Under this doctrine, which recognizes the establishment of a single executive, all executive and administrative organizations are adjuncts of the Executive Department, the heads of the various executive departments are assistants and agents of the Chief Executive, and, except in cases where the Chief Executive is required by the Constitution or law to act in person or the exigencies of the situation demand that he act personally, the multifarious executive and administrative functions of the Chief Executive are performed by and through the executive departments, and the acts of the Secretaries of such departments, performed and promulgated in the regular course of business, are, unless disapproved or reprobated by the Chief Executive presumptively the acts of the Chief Executive.”
The first point to be made here is that the President IS the executive branch. And secondly, the actions of the members of the presidential cabinet, unless expressly repudiated, are deemed the acts of the Chief Executive. Hence, we are not merely voting for the president in May, but we are actually voting for an entire bureaucracy, from department heads down to agency chiefs.
Thus, begging the question, should we now require every presidential candidate to give voters an idea of what their cabinet would look like if they win the election? Our experience with incompetent department secretaries being allowed to stay on at the pleasure of the President makes me believe that they should be obliged to do so.

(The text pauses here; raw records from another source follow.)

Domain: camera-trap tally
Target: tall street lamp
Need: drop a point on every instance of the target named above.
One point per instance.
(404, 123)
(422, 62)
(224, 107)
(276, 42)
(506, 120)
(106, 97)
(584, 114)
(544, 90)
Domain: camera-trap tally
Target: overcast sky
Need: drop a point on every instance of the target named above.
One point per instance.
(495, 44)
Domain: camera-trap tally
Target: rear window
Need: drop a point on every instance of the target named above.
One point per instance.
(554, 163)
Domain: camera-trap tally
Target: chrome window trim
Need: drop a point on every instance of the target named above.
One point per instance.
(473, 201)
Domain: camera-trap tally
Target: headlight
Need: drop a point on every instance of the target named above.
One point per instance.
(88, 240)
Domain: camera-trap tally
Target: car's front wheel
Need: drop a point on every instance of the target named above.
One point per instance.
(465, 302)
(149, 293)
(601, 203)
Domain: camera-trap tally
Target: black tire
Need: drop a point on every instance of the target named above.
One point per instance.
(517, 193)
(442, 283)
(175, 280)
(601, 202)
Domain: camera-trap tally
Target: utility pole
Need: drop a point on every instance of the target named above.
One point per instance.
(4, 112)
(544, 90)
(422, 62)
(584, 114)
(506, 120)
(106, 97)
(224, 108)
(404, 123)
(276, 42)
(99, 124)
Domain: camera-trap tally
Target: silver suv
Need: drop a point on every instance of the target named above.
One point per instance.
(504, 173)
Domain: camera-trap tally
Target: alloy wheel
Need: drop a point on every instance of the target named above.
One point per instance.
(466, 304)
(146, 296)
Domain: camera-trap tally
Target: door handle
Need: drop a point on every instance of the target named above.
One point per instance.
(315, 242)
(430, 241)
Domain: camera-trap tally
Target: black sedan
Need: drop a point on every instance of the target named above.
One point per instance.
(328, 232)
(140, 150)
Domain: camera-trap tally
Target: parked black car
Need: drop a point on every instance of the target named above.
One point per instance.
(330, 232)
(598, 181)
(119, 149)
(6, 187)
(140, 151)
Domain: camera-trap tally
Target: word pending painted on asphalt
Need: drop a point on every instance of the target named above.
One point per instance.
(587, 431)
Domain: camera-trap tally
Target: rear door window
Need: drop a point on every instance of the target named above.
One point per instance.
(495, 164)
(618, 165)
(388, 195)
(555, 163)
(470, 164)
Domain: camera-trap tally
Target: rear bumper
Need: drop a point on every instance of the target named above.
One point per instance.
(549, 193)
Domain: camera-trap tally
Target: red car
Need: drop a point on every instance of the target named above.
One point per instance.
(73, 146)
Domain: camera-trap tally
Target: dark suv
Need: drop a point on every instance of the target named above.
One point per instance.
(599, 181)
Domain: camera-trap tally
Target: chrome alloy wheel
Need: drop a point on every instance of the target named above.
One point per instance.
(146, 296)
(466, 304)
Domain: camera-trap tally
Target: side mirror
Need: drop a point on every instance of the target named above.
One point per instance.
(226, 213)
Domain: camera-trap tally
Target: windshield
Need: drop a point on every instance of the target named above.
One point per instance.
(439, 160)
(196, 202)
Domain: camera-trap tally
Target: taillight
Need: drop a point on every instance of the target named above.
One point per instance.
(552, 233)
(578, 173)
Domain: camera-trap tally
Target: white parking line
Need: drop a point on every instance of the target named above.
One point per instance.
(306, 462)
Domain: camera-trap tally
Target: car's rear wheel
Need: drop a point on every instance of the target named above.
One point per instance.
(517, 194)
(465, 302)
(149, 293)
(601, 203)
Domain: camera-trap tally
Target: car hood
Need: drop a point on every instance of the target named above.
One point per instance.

Knowing potential presidential alter-egos at this early stage of the campaign should be part of our decision-making process. We may be voting for a single person only, but the kind of people this individual brings in government will impact the entire nation. Note the unfortunate lesson we learned in the Covid-19 pandemic that a cabinet official who is undeserving of the government post can lead to fatal results.
Moreover, the viability of the promises made by these candidates can be assessed more thoroughly when they include the identities of people tasked to make these campaign undertakings a reality. Presidentiables often present themselves as messiahs, but the reality is, the miracles they offer to entice voters will not be realized without a workforce of able disciples.
For instance, in the context of the implementation of the Mandanas ruling and Executive Order # 138, voters need to know potential heads the Department of Interior and Local Government and the Department of Budget and Management. These two posts are critical because they co-chair the Committee on Devolution, the very body tasked by Executive Order # 138 to oversee and monitor the execution of our country’s second crack at fiscal and administrative devolution.
We need to be assured that the next president is truly up to the task. Political will must be buttressed by technical competence to make sure that the devolution process produces the desired results. Accordingly, offering names of potential appointees to these crucial posts demonstrates the readiness of a presidential candidate to perform this particular mandate.
On the other hand, the unwillingness of presidential candidates to offer names prevents voters from having a complete picture of their potential cabinet. In my opinion this raises a couple of red-flags. One, it can mean the horse-trading and wheeling and dealing with campaign “backers” have yet to be completed. Sadly, this is not a good sign in relation to the quality of cabinet officials to be appointed in the next administration.
But worse, it also shows a degree of unpreparedness to assume the most difficult job in the country. It is only logical for someone who aspires to be the President to have a ready team who will work in his or her administration. At the very least, a presidentiable must already have a person in mind for key portfolios like foreign affairs, finance, justice and national defense.
If the executive branch was a boat, it can only bring the country to its desired destination if everyone in the Cabinet paddles in the same direction. So, I hope all the presidential candidates realize that being cryptic or evasive about their potential alter-egos is an absolute disservice to voters.
(Atty. Yusingco is a policy analyst and constitutionalist, author and senior research fellow of the Ateneo Policy Center and the Institute for Autonomy and Governance.)